Search Intensifies for Bay to Breakers Runner

About 200 family members and co-workers from as far away as Washington state gathered this morning to search for an Emeryville man missing since Sunday near Ocean Beach after the Bay to Breakers race.

Beau Rasmussen, 27, who walked the Bay to Breakers race, was last seen when he took a photo of friends on his cell phone at 1:30 p.m. at 30th Avenue and John F. Kennedy Drive in Golden Gate Park and then separated from them, said Nicole Apelian, Rasmussen's stepmother.

"He said he was going to go down to the water" at Ocean Beach in San Francisco, Apelian said. "A lot people do that after Bay to Breakers."

A person walking on Ocean Beach near the Beach Chalet restaurant about eight hours later found his cell phone, passport and clothing, Beau's father Mike Rasmussen said.

"It was a hot day, there were a lot of people in the water, and I think he went in," Mike Rasmussen said. "He was happy he and the others finished (the race) and he went down there." "It's not like him to stack his passport and cell phone," Mike Rasmussen said. "He might have been with other people."

The non-profit Polly Klaas Foundation helped organize the search for Rasmussen today at the St. Gabriel Church on 40th Avenue, said Amity Balbutin-Burnham, a coworker of Rasmussen's at San Ramon-based EDF Renewable Energy.

The Klass group assigned the estimated 200 volunteers into 10 groups with specific tasks, including combing Ocean Beach, nearby Golden Gate Park and knocking on the doors of homes in the neighborhood, Balbutin-Burnham said.

"We want Beau to come home safe and we are doing everything we can to have him come home," Balbutin-Burnham said from the search's command center at the church.
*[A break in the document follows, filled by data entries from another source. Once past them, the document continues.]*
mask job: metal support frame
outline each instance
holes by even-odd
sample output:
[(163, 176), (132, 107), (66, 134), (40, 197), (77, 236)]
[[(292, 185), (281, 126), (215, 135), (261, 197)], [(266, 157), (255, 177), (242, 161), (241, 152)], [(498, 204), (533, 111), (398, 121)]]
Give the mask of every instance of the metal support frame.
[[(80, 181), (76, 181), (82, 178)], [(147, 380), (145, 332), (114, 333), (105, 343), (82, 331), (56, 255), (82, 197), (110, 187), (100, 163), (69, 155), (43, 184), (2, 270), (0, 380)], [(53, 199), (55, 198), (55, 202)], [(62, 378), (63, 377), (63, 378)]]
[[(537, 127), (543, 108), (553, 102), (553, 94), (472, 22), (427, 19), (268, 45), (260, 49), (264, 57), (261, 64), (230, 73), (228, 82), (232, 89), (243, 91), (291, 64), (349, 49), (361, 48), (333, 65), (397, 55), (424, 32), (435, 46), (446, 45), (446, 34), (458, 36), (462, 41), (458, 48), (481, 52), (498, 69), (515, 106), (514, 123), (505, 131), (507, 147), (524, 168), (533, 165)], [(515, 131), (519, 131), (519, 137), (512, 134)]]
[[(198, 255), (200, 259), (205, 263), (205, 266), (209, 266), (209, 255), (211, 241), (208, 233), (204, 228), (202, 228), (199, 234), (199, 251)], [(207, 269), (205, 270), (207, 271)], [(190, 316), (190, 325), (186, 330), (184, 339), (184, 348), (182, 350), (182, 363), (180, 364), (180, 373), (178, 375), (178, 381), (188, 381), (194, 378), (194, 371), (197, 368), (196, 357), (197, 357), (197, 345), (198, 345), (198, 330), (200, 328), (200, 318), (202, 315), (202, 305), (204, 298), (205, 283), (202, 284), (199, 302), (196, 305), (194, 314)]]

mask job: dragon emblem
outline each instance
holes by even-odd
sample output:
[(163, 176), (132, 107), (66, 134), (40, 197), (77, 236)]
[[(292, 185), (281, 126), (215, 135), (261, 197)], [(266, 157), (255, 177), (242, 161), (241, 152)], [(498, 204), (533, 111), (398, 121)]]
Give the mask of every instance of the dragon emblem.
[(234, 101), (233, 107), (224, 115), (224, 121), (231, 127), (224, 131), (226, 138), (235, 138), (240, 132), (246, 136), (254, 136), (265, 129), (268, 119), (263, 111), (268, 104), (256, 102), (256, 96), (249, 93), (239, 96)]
Apelian praised the Klass people for their assistance, a Safeway store in San Francisco for donating food for the searchers and Beau's employer EDF Renewable Energy, which closed down operations on Monday and Tuesday to send employees out to look for him.

"It feels like I'm going to vomit, like any mother whose kid is missing," Apelian said. "We're hoping we find him today." Beau's parents were part of a contingent of people from Portland, where Beau grew up, who arrived this week to be in the search, including 30 people who drove down and others who flew down for the weekend, Apelian said.

His uncle, Kris Rasmussen, a resident of Lafayette, was in the search party along with Kris's sister and five brothers and Beau's own two brothers, ages 9 and 5. Also taking part in the search are 25 of Beau's college friends from the University of Oregon who arrived from Oregon, Nevada and Washington, Kris Rasmussen said.

"Our spirits are high," he said. "I think people want to hear 'positive,' so we get home with a resolution." At the time he disappeared, "things were going very well for Beau," Mike Rasmussen said. "I think the last time we talked was that Thursday. He was to pick up a new car in Portland that he ordered."